Crê que as relações contemporâneas dos cidadãos com o Estado estão enfermas, que o dogmatismo jurídico não realiza as promessas de liberdade e igualdade que o mundo ocidental persegue desde a queda da Bastilha, e a partir desse diagnóstico, propõe tratamento heterodoxo, quiçá panfletário, que chama de 'Ética desobediente', "como instrumento de estranhamento ao dogmatismo autoritário impregnado no ordenamento e nas práticas jurídicas dos Estados modernos". Propõe perscrutar, nas comunidades primevas, o "estranhamento do poder e do Estado".
Ainda que a estudiosos do Direito exortações como essas soem estranhas, não se afastem, leitores, e apliquem ao caso o princípio da fungibilidade recursal, que de equivocado parece haver só o rótulo.
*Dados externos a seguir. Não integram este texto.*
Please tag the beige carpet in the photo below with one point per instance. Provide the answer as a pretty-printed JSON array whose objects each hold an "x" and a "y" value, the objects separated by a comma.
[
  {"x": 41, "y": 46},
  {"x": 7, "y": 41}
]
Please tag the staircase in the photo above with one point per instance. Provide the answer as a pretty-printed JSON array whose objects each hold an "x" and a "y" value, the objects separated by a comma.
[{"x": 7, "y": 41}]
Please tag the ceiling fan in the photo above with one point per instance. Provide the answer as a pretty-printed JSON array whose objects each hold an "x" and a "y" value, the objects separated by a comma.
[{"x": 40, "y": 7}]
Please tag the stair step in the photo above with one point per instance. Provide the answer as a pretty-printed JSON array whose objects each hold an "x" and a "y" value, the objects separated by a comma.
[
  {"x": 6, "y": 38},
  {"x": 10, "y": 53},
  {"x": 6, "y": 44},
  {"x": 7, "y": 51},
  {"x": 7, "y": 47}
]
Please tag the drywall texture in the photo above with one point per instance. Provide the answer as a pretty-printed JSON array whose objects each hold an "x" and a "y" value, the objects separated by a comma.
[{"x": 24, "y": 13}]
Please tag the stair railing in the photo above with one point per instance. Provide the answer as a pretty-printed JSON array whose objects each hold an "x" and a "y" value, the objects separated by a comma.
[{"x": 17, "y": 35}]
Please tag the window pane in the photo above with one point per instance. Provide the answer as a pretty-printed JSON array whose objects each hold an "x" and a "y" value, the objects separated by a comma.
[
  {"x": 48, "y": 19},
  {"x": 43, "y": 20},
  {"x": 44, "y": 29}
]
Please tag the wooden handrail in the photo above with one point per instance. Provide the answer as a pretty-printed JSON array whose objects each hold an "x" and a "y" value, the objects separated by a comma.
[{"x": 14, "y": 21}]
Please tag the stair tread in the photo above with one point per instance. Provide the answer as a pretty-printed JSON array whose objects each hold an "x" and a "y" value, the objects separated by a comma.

O percurso teórico apresentado na obra é pertinente, e parte de clássicos da antropologia para chegar a instigante estudo de caso sobre o processo de formação da idéia de identidade brasileira. Vale destacar trecho em que afirma, na esteira da tradição fundada pelo historiador Sérgio Buarque de Hollanda, (embora sejam outros os sociólogos citados) em seu célebre e ainda muito atual Raízes do Brasil, que, em nosso país, "(...) O relacional que substitui o constitucional não é prerrogativa apenas das elites (...) mas o modus vivendi genérico (...)".
Ao fim e ao cabo, a obra funciona como sedutor convite à leitura e ao estudo de textos não-jurídicos, a incursões em territórios que forneçam a nós, operadores do Direito, categorias de análise outras. É instrumento para apurar o olhar.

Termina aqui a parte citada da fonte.